Caros, com pena de não ter mais tempo agora:
1. O assunto foi tomando, por assim dizer, a forma de uma estrela de David, de duplo triângulo: num plano, a tríade Vieira - Pessoa - Agostinho; num outro, a tríade Portugal - Europa - Lusofonia. Se quisermos, de um lado a idealização (Império, para manter a palavra) e, do outro, a realização (CPLP como caminho e, em pano de fundo, a globalização planetária). Curiosamente, cada vez mais claramente parece estarmos a falar de coisas completamente diferentes (foi a minha primeira reacção ao ler a "provocação" do Arnaldo); julgo que não estamos, e que nos falta no mapa um 7.º ponto, que não é vértice mas centro da estrela... Lá iremos ao andar da conversa, acho.

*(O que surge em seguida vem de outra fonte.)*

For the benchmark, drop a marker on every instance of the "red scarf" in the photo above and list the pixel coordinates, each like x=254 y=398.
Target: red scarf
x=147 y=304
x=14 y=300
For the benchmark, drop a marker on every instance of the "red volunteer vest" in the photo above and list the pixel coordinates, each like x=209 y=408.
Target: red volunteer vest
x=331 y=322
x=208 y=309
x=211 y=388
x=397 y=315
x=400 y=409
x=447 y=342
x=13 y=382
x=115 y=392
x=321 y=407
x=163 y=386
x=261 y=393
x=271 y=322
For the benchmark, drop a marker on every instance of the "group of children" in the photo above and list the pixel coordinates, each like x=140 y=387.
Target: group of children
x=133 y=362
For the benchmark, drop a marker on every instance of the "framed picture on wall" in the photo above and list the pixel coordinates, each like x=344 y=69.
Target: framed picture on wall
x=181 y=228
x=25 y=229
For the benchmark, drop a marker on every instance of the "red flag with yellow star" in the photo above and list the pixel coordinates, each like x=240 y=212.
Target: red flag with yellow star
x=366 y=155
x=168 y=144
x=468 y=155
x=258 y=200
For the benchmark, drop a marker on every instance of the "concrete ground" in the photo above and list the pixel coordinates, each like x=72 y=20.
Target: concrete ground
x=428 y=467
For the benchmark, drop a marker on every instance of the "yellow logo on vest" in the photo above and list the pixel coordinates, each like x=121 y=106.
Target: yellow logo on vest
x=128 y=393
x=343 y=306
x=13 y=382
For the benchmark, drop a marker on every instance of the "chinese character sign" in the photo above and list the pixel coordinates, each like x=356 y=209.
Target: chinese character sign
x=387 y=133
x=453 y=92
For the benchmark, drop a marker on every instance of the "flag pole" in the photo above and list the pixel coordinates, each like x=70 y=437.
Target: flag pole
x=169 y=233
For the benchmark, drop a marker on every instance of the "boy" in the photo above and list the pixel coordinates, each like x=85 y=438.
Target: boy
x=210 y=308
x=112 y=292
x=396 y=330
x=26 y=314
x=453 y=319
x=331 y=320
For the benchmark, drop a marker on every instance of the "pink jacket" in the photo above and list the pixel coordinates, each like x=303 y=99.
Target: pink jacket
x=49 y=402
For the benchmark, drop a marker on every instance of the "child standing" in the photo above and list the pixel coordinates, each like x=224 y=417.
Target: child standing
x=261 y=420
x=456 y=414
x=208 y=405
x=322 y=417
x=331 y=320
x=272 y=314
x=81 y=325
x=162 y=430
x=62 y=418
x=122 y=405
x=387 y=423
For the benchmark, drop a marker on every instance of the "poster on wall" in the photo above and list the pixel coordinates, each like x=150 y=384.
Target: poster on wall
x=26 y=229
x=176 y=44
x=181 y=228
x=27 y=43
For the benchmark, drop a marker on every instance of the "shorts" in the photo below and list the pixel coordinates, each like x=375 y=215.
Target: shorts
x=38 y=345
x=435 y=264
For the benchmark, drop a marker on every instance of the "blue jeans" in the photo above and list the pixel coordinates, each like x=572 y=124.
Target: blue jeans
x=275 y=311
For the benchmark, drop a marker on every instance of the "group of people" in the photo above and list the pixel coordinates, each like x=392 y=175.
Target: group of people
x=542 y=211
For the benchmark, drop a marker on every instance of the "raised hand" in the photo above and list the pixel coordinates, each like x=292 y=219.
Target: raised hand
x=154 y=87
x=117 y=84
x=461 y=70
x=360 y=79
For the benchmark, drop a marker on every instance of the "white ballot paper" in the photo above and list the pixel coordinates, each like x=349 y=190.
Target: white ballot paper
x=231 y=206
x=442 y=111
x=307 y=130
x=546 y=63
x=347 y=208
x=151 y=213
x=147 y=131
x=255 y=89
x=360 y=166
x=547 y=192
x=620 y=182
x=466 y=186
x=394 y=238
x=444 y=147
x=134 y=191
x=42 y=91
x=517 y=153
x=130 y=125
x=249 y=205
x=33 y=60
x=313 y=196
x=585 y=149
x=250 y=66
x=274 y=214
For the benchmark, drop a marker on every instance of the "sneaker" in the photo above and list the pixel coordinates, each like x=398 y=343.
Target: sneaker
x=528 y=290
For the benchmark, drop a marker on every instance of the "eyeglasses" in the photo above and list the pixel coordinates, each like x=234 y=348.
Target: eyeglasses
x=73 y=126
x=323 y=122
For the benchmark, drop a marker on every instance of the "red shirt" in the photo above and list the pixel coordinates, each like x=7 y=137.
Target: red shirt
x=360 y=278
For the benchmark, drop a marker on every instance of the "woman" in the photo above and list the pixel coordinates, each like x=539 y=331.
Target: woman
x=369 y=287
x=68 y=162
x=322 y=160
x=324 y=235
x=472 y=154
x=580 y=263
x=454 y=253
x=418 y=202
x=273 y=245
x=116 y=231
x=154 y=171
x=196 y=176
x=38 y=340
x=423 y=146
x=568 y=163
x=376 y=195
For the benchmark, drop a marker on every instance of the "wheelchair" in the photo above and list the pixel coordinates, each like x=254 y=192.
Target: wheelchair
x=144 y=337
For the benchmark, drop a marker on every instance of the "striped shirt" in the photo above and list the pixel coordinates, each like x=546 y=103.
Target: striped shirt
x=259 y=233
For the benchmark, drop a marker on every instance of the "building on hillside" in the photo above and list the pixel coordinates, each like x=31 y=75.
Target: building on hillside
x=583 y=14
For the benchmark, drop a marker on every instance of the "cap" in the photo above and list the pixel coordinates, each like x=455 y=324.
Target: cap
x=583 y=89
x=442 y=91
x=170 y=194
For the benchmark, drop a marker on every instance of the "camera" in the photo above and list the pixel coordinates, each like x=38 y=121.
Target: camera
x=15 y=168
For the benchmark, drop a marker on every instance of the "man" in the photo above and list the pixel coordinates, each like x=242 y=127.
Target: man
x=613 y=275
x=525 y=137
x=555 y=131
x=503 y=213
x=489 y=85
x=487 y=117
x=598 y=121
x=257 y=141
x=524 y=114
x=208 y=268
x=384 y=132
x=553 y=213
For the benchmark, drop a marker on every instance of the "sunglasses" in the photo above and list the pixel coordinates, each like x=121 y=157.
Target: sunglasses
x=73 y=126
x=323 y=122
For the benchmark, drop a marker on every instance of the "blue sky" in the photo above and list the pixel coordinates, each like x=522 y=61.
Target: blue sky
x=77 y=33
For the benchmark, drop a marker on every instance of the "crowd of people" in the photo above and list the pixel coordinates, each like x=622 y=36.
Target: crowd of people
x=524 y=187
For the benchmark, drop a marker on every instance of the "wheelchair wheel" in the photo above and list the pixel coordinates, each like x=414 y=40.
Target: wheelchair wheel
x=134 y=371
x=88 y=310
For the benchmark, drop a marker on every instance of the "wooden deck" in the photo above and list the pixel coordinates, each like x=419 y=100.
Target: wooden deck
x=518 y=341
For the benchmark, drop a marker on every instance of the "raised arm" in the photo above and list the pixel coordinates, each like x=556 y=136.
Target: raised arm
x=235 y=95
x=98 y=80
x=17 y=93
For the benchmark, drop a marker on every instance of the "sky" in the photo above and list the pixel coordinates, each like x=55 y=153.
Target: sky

2. O que o Renato diz de Vieira, Pessoa e Agostinho é crucial, e merece análise mais funda: por agora, só dizer que o Agostinho está claríssimo, mas que, no Pessoa, a questão do "jogo literário" (precisamente por causa da sua possível confusão com qualquer "jogo interior") tem muito que se lhe diga, para não envolver uma petição de princípio: a de dar por demonstrado precisamente aquilo que em última análise toda a tradição de pensamento "esotérico-religiosa" (em amplíssimo sentido) repudia, e que é a ideia "moderna" de que o acto solitário, por si, não transforma o mundo (incluo neste "acto solitário" tudo o que vai da oração judeo-cristã à prática alquímica ou mágica).
3. Quanto à análise da situação actual, subscrevo quase inteiramente o que disse o Klatuu (o "quase" vem do ponto 2 e nasce só de ser eu, ao contrário, o maior céptico relativamente à minha racionalidade...). O ponto mais importante a meu ver vem trazido pelo Renato, e está nos pontos 4 (de ambos) sobre "europa das pátrias" e "europa imperial".
4. Da europa imperial há que excluir liminarmente a Inglaterra e o seu actual herdeiro americano, como tão perfeitamente compreendeu De Gaulle: o império destes não é império europeu mas império marítimo, e a vocação destes há-de ser sempre a de cercar e neutralizar a hipótese de um império continental (que na actual circunstância só pode ser russo-europeu).
5. De passagem, não penso que Portugal tenha sido alguma vez um império marítimo, ao contrário do que nos ensinam a pensar: marítimas eram, no tempo das nossas Descobertas, as potências com quem conflituámos (Veneza, Inglaterra, Holanda), e por isso a elas se deve a parte "material" da modernidade: o capitalismo na sua forma financeira, por exemplo. Mas à medida que Portugal se expandia (e expandia-se aprendendo, pois foi preciso re-conhecer primeiro o mundo a descobrir) procurou sempre uma plataforma continental em que ganhasse o fôlego de território que nesta faixa da europa lhe faltava, sendo a Índia e o Brasil as sucessivas hipóteses de centrar o império: através da expansão marítima, Portugal buscava penetrar na terra.